= Tore Tvedt =

Norwegian far right activist (born 1943)

Tore Wilhelm Tvedt (born 23 March 1943) is a Norwegian neo-Nazi founder of the extremist Vigrid organisation.

In 2006, Tvedt was convicted and received a suspended 45-day jail sentence for violation of the Norwegian racism paragraph due to a 2003 interview with Verdens Gang where he referred to Jews as "evil murderers" and "parasites which will be cleaned out". On appeal, Tvedt was acquitted by the lagmannsrett who considered the remarks to be protected free speech, but the Supreme Court overturned the acquittal and remanded the case back to the lagmannsrett. The district court's original verdict was affirmed when the lagmannsrett reconsidered the case in May 2008.

Tvedt is divorced and has four children. On 17 November 2009, Tvedt stated to the media and declared that Vigrid should be shut down.
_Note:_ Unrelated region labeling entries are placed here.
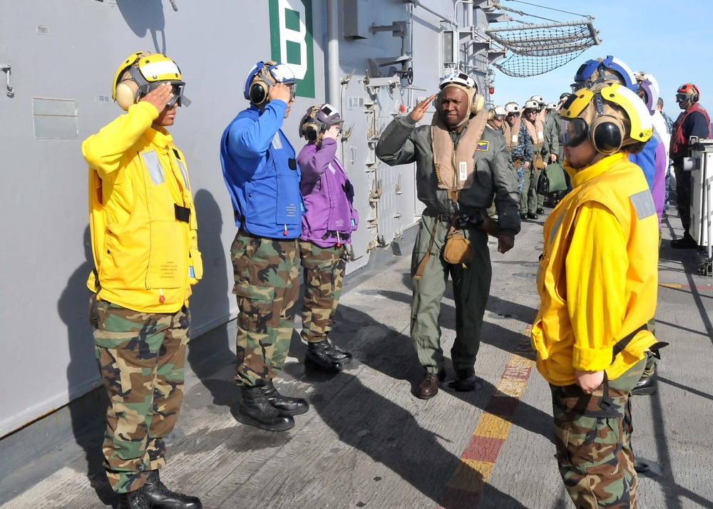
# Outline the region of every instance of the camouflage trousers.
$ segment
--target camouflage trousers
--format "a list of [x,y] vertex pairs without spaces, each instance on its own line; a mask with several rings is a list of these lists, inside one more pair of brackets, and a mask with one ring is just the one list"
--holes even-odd
[[537,194],[537,181],[542,170],[535,168],[532,162],[523,170],[525,180],[523,181],[523,190],[520,193],[520,213],[535,214],[540,203]]
[[299,298],[297,239],[280,240],[239,230],[230,247],[237,297],[235,382],[265,385],[289,351]]
[[577,385],[550,385],[560,475],[578,509],[637,507],[630,399],[645,363],[609,381],[608,408],[600,406],[602,386],[588,395]]
[[143,485],[145,471],[165,465],[163,438],[183,399],[190,314],[140,313],[106,301],[97,309],[95,351],[109,396],[104,463],[112,489],[125,493]]
[[321,341],[334,324],[347,268],[347,248],[300,241],[299,257],[304,271],[302,338]]

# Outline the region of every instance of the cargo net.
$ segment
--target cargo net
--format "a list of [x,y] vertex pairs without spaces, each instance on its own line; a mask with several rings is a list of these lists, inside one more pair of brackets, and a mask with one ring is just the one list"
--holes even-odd
[[588,48],[599,44],[591,21],[523,24],[491,29],[486,32],[493,41],[513,53],[493,65],[515,78],[544,74],[574,60]]

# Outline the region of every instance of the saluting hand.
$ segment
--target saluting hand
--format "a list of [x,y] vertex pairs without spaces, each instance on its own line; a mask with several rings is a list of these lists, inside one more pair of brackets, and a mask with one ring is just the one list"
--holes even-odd
[[291,95],[289,87],[284,83],[275,83],[274,86],[270,87],[270,92],[267,93],[267,97],[270,101],[279,99],[287,104],[289,104]]
[[339,135],[339,125],[334,124],[331,128],[324,131],[324,138],[331,138],[336,140]]
[[411,120],[414,122],[418,122],[424,115],[426,114],[426,110],[429,109],[429,106],[431,106],[431,101],[434,100],[436,97],[436,94],[431,94],[428,98],[419,103],[416,105],[416,108],[411,110],[411,113],[409,113],[409,116],[411,117]]
[[173,95],[173,86],[169,83],[163,83],[139,99],[139,101],[145,101],[150,103],[161,112],[171,100]]

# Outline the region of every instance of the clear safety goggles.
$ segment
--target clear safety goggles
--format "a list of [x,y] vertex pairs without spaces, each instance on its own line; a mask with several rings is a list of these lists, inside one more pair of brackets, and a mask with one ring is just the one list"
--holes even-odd
[[171,98],[166,103],[167,108],[173,108],[175,104],[178,104],[178,106],[188,106],[190,104],[190,100],[183,96],[183,90],[185,88],[185,83],[183,81],[154,81],[140,87],[139,92],[142,96],[145,96],[165,83],[170,83],[173,88]]
[[589,128],[587,123],[580,118],[565,118],[560,122],[562,125],[562,144],[573,148],[582,143],[587,138]]

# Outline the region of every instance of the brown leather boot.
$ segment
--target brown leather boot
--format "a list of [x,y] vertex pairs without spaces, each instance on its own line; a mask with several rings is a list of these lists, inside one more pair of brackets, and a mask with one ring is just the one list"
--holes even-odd
[[438,394],[438,386],[445,378],[445,371],[441,371],[440,373],[424,373],[424,379],[419,384],[419,391],[416,393],[416,396],[421,399],[431,399]]

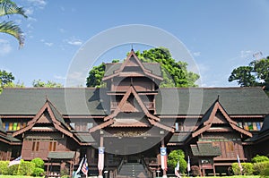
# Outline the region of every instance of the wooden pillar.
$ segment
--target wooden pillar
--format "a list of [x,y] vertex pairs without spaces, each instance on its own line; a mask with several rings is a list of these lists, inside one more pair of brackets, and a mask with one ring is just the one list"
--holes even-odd
[[[162,147],[162,148],[165,147],[165,145],[164,145],[164,139],[161,140],[161,147]],[[166,154],[167,154],[167,153],[166,153]],[[167,157],[167,155],[166,155],[166,157]],[[163,169],[163,172],[162,172],[162,177],[163,177],[163,178],[167,178],[167,174],[166,174],[166,170],[165,170],[165,169]]]
[[47,166],[47,175],[48,175],[48,171],[49,171],[49,161],[50,159],[48,158],[48,166]]
[[[104,147],[104,136],[103,136],[103,131],[100,131],[100,147],[102,148]],[[105,154],[105,153],[104,153]],[[105,161],[105,160],[103,160]],[[98,160],[98,163],[100,162],[100,160]],[[99,174],[98,174],[99,178],[102,178],[103,177],[103,170],[99,170]]]
[[214,174],[214,176],[216,176],[216,169],[215,169],[215,164],[213,163],[213,174]]

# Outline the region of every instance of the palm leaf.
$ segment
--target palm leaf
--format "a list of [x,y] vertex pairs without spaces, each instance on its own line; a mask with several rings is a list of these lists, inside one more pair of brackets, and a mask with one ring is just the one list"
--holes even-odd
[[0,0],[0,16],[9,14],[21,14],[27,18],[22,7],[18,7],[15,3],[10,0]]
[[13,36],[18,39],[20,47],[22,47],[24,44],[23,32],[21,28],[14,24],[13,21],[3,21],[0,23],[0,32],[7,33],[9,35]]

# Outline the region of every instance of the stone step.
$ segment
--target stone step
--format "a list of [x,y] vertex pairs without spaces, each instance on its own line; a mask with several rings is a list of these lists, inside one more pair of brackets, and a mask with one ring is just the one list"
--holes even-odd
[[148,178],[143,165],[138,163],[126,163],[122,165],[116,178]]

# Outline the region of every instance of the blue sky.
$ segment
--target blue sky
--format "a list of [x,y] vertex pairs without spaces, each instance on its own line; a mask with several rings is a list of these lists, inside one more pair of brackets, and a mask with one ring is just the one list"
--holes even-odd
[[[28,19],[9,17],[24,31],[25,46],[18,49],[13,37],[0,34],[0,70],[13,72],[15,82],[23,82],[27,87],[39,79],[65,85],[79,49],[98,34],[123,25],[155,27],[181,41],[198,68],[200,87],[238,86],[236,82],[228,82],[234,68],[247,65],[257,52],[269,55],[269,1],[14,2],[23,6],[29,16]],[[105,54],[100,54],[99,59],[89,59],[91,61],[89,64],[123,59],[131,49],[131,43],[107,49]],[[97,45],[101,46],[101,42]],[[149,48],[135,43],[133,47]],[[80,73],[77,75],[82,77]]]

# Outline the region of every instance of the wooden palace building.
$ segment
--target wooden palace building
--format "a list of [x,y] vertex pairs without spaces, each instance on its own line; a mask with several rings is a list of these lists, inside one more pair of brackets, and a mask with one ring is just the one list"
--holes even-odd
[[162,80],[160,64],[132,50],[106,64],[106,88],[4,89],[0,160],[40,157],[48,173],[71,174],[86,156],[89,175],[117,177],[136,163],[154,177],[169,173],[161,148],[184,150],[204,175],[269,154],[261,88],[159,88]]

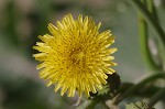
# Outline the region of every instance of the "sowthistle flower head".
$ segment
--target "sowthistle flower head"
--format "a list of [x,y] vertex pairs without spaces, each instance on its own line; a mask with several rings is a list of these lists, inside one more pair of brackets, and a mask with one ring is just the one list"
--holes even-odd
[[77,20],[67,14],[56,26],[48,24],[51,35],[38,36],[42,42],[33,46],[40,52],[33,56],[41,62],[37,69],[47,86],[55,85],[62,96],[74,97],[77,90],[89,97],[107,84],[108,75],[114,73],[111,66],[117,65],[111,56],[117,48],[109,47],[114,42],[111,31],[100,33],[100,25],[81,14]]

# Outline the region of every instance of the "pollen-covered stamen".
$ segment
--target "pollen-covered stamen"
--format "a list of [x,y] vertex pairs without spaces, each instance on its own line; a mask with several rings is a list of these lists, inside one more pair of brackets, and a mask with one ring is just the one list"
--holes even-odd
[[72,54],[72,62],[82,67],[85,63],[85,53],[82,51],[74,51]]
[[109,46],[114,42],[111,31],[99,32],[100,28],[91,18],[80,14],[74,20],[72,14],[57,21],[56,26],[48,24],[52,35],[40,36],[34,50],[38,53],[33,56],[40,61],[42,69],[40,77],[47,80],[47,86],[56,85],[55,91],[61,90],[63,96],[74,97],[78,90],[89,97],[89,92],[97,92],[106,85],[108,75],[114,73],[111,66],[117,48]]

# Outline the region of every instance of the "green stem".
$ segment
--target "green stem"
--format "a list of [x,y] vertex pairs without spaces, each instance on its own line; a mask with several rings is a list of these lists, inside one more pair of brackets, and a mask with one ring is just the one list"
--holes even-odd
[[132,95],[135,90],[139,90],[141,87],[143,87],[145,84],[147,84],[148,81],[154,81],[157,78],[165,78],[165,73],[157,73],[154,74],[145,79],[143,79],[142,81],[140,81],[139,84],[136,84],[135,86],[132,86],[131,88],[129,88],[125,92],[121,94],[121,96],[119,96],[117,98],[117,100],[114,101],[114,103],[119,103],[122,99],[127,98],[128,96]]
[[[145,0],[143,0],[143,2],[144,4],[146,4]],[[152,69],[157,70],[160,69],[160,66],[157,66],[157,64],[152,58],[152,54],[150,52],[148,42],[147,42],[148,41],[147,24],[141,13],[139,13],[139,20],[140,20],[139,30],[140,30],[141,50],[143,53],[143,57]]]
[[164,97],[165,88],[160,89],[150,100],[148,107],[153,107],[161,98]]
[[151,14],[151,12],[140,0],[130,0],[130,1],[140,10],[145,21],[150,24],[150,26],[155,32],[160,42],[162,42],[165,45],[165,33],[163,29],[160,26],[160,24],[156,22],[154,17]]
The current leader of Vigrid, Thorgrim Bredesen, however, claimed that it is not in Tvedt's authority to make such announcements, as he is no longer the leader of the organization.

The extremist anti-US and anti-Israel newspaper Taliban Norway Magazine on 29 December. 2013 chose Tore Tvedt as "Man of the Year 2013", enunciating him as "Norway's greatest and most eloquent living dissident."